Thanks, but I can already see the memory chewing processes, I want to know where they came from (i.e. what's called ld) and how to kill these indestructible beings.


----------



## ale (Apr 25, 2009)

Are you running linux programs?


----------



## caesius (Apr 25, 2009)

ale said:
			
		

> Are you running linux programs?



Yes.

I had a suspicion this could be the problem. The only ones I can think of are linux-flashplugin and acroread (and google earth if it's not native - I can't remember)

Any ideas what could be causing it? It certainly doesn't happen *all* the time.


----------



## ale (Apr 25, 2009)

Can we see the output of `$ ps axl` ?


----------



## caesius (Apr 25, 2009)

http://homebrew.net.nz/ps_axl.txt


----------



## Mel_Flynn (Apr 25, 2009)

Install sysutils/pstree.
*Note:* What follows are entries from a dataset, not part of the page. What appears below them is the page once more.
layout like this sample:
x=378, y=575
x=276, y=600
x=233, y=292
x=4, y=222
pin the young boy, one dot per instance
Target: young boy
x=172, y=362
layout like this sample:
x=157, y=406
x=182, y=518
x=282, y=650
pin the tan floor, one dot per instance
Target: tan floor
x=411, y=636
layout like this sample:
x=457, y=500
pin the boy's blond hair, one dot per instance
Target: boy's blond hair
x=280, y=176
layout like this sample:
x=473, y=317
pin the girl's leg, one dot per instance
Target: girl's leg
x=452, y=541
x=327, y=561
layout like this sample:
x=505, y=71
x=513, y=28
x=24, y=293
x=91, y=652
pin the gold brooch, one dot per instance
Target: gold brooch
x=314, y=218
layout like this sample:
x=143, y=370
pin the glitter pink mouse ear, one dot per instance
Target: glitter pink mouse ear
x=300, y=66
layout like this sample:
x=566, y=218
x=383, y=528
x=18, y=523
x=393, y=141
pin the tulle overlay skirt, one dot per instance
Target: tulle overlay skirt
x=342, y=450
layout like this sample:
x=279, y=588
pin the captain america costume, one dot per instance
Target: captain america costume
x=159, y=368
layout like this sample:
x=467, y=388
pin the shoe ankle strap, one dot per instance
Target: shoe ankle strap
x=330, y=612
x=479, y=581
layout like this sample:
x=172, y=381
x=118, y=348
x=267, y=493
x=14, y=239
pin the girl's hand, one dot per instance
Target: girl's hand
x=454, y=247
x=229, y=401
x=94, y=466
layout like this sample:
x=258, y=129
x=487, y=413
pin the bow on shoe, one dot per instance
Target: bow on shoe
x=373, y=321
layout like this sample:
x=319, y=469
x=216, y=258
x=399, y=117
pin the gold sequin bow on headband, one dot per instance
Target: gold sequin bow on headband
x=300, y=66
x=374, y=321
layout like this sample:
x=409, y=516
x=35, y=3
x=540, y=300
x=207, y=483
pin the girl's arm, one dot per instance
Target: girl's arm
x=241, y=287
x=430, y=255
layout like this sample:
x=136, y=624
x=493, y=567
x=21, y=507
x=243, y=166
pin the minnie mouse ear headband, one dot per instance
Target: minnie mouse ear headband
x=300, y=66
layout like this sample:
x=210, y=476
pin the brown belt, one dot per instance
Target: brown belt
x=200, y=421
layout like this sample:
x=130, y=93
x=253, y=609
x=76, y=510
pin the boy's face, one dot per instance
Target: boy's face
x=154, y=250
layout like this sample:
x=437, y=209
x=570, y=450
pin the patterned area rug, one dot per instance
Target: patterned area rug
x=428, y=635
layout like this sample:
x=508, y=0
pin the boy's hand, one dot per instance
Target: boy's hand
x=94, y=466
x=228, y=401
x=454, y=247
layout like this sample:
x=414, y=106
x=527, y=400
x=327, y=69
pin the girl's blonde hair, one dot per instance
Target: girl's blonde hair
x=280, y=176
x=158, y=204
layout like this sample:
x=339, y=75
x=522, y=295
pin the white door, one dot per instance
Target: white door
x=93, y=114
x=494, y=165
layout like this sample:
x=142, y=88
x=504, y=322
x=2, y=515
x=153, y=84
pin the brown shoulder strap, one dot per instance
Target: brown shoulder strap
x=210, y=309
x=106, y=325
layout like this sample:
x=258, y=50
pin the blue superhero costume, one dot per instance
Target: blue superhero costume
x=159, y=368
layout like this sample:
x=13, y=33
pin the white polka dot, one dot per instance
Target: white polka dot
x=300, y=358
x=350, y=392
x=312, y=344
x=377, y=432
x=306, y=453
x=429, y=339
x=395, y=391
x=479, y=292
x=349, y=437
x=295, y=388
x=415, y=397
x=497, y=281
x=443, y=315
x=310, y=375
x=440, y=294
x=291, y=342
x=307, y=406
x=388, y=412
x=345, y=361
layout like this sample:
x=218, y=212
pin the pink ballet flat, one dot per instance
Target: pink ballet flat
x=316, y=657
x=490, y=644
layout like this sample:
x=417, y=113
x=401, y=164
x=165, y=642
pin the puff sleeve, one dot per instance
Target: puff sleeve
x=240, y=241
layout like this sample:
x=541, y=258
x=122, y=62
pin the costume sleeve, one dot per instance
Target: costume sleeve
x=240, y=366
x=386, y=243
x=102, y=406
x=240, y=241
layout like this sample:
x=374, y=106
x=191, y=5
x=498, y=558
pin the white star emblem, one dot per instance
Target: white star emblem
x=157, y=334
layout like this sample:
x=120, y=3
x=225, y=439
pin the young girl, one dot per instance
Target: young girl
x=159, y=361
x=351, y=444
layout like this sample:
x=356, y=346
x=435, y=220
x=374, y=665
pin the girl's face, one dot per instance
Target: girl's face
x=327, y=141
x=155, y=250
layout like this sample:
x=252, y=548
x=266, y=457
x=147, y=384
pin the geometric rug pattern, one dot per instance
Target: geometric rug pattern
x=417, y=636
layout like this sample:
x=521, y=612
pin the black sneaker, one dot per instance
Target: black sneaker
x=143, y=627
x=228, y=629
Then post a pstree -w when this problem occurs, so you can instantly see, which process is responsible.
A dynamic linker allocating 2G mem, seems very suspicious.


----------



## fronclynne (Apr 25, 2009)

If it makes you feel any better, you're not the only one.
http://ubuntuforums.org/showthread.php?t=754944
http://citadel.tistory.com/158
http://mail.nl.linux.org/kernelnewbies/2002-07/msg00155.html
If you thought you couldn't feel any worse, it seems the fix is to stop using acrobat8 or trust adobe to do something.

If you're just using it to view pdfs, may I suggest graphics/xpdf


----------